Detailed Description

Training Utilities.
https://tituxdev.github.io/NeuroTIC/src/CPU/nttrain.c.

Provides functions to allocate training datasets and train feedforward networks using standard backpropagation.

Author
Oscar Sotomayor
Date
2026

Definition in file nttrain.h.

Typedef Documentation

◆ attempts_t

typedef uint64_t attempts_t

◆ precision_t

typedef data_t precision_t

◆ sample_t

typedef uint64_t sample_t

◆ traindata_t

typedef struct traindata_t traindata_t

Structure to hold training dataset and parameters.

Function Documentation

◆ backpropagation()

attempts_t backpropagation ( net_s net,
traindata_t train_data 
)

Trains a network using backpropagation.

Parameters
netPointer to the network to train.
train_dataPointer to the training data.
Returns
attempts_t Number of iterations performed.
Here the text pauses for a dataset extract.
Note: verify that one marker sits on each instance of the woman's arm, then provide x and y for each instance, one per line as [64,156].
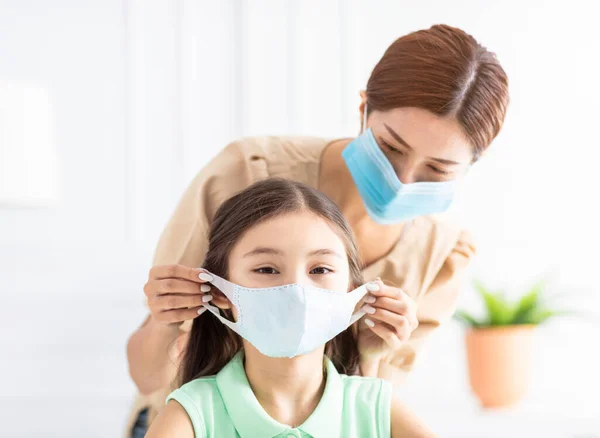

Implements the backpropagation algorithm to train the network. For each training sample:

  • Computes outputs via feedforward.
  • Calculates errors for each neuron.
  • Propagates deltas backward and updates weights and biases.
  • Repeats until error is below tolerance or max_attempts is reached.

References feedforward(), net_s::layers, traindata_t::max_attempts, net_s::neurons, traindata_t::samples, and traindata_t::tolerance.

◆ newtraindata()

void newtraindata ( traindata_t train_data,
net_s net 
)

Allocates memory for training data arrays.

Parameters
traindata_tPointer to training data structure to initialize.
net_sPointer to the network being trained.

Allocates memory for training data arrays.
Initializes in and results arrays based on the network structure and number of samples.

References net_s::layers, and traindata_t::samples.